Le message du sommet européen de mercredi soir aux Grecs « C’est l’austérité ou la porte ! »

Herman Van Rompuy, le président du Conseil européen, s’adresse durement aux Grecs, mais c’est, assure-t-on, un risque calculé. © Yves Logghe/ap.

C’est à prendre ou à laisser ! Le mini-sommet européen de mercredi soir, qui s’est achevé jeudi peu après 1 heure du matin, a été principalement consacré à un débat sur les moyens de relancer la croissance. Mais avant de se séparer, les chefs d’Etat ou de gouvernement européens ont évoqué l’urgence grecque, pour approuver un court texte que Herman Van Rompuy a ensuite lu devant la presse : « Nous voulons que la Grèce reste dans la zone euro et respecte ses engagements. (…) Poursuivre les réformes cruciales pour revenir à une dette soutenable, encourager les investissements privés et renforcer les institutions du pays, telles sont les meilleures garanties pour un avenir meilleur au sein de la zone euro. (…) Nous espérons qu’après les élections, le nouveau gouvernement grec fera ce choix ».

La ligne intransigeante était donc maintenue. Même François Hollande, pourtant attendu à ce tournant, notamment par certains Grecs, ne s’en est guère écarté lors de sa conférence de presse finale.

« Nous sommes confiants par rapport aux prochaines élections grecques, du 17 juin, nous expliquait hier un participant au sommet. Le 6 mai, les Grecs ont voté contre le système. Maintenant, ils ont peur. Ils ont pris conscience à du 100 à l’heure. Ils réfléchissent à leur avenir, à leurs véritables intérêts ».

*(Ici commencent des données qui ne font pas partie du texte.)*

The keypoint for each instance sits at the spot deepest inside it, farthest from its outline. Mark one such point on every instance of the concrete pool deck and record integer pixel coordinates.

Parallèlement, d’« opportunes » fuites ont appris aux Grecs que leurs partenaires étudiaient les scénarios de leur éventuelle sortie de la zone euro. « Mais rien n’a encore été discuté, ni au niveau technique ni au niveau politique », poursuivait la même source. D’aucuns, dans d’autres cénacles, vont plus loin : selon l’économiste en chef de la banque américaine Citigroup, la probabilité de voir la Grèce quitter en janvier 2013 la zone euro est de 50 à 75 %…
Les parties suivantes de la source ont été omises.